Berlin (ots)
Als die deutsche Nationalmannschaft am Wochenende in Berlin gegen die Auswahl der Türkei auflief, wurde sie von den türkischen Fans mit einem gellenden Pfeifkonzert empfangen. Diese Szenen könnte man als Folklore aus der Sportwelt abtun. Doch steckt dahinter nicht einmal mehr die Frage, wie es um die Integration in Deutschland steht, und für wen das eigentlich was genau bedeutet – „Integration“?
Im Fokus des Spiels standen zwei Männer, die wie ich aus Gelsenkirchen stammen und türkischer Herkunft sind. Der eine ist Ilkay Gündogan, Kapitän der DFB-Auswahl, der erste mit türkischen Wurzeln, dem diese Ehre zuteil wird. Und doch wurde er gnadenlos ausgepfiffen von den türkischen Fans, die ja zum überwiegenden Teil auch Deutsche sind oder zumindest hier geboren und aufgewachsen.
Gündogan hatte zusammen mit seinem Ex-Nationalmannschaftskollegen Mesut Özil 2018 den türkischen Präsidenten Recep Tayyip Erdogan getroffen und ihm ein Trikot mit der Aufschrift „Mit Respekt für meinen Präsidenten“ überreicht. Das hatte hierzulande für heftige Kritik gesorgt. Gündogan entschuldigte sich, zeigte Verständnis für die Empörung.
Der Zweite im Bunde, ebenfalls Deutscher mit türkischen Wurzeln und begnadeter Fußballer, reagierte anders. Özil hatte kein Verständnis für die Kritik am Foto mit „seinem Präsidenten“. Er witterte Rassismus, hatte das Gefühl, „die Deutschen“ wollten ihm aufzwingen, was richtig und was falsch ist – und dass er selbst nur so lange als einer von ihnen gesehen wird, wie er sich füge. Tatsächlich empfinden wohl sehr viele Deutschtürken so, weshalb sie Özil in der Folge eher huldigten, als dieser mit der deutschen Nationalmannschaft brach, und weshalb sie Gündogan wie einen „Verräter“ auspfiffen.

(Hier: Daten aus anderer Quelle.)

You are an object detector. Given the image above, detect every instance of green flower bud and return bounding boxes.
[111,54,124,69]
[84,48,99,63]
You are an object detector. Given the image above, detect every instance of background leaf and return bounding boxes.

Dabei scheint diesen Menschen die Selbstreflexion abhandengekommen zu sein, wenn sie bei Konflikten um unsere Grundwerte immer meinen, man würde ihnen den Mund verbieten wollen. Niemand, der bei Verstand ist, will diesen Menschen ihre Identität streitig machen, ihre Herkunft und Abstammung. Aber Integration bedeutet auch, dass man mindestens akzeptieren muss, dass die Gesellschaft, in der man lebt, Grundwerte hat – Prinzipien. Und dazu gehört unter anderem, dass die Sicherheit Israels deutsche Staatsräson ist, und das Versprechen, dass Menschen jüdischen Glaubens hierzulande „nie wieder“ in Angst leben sollen.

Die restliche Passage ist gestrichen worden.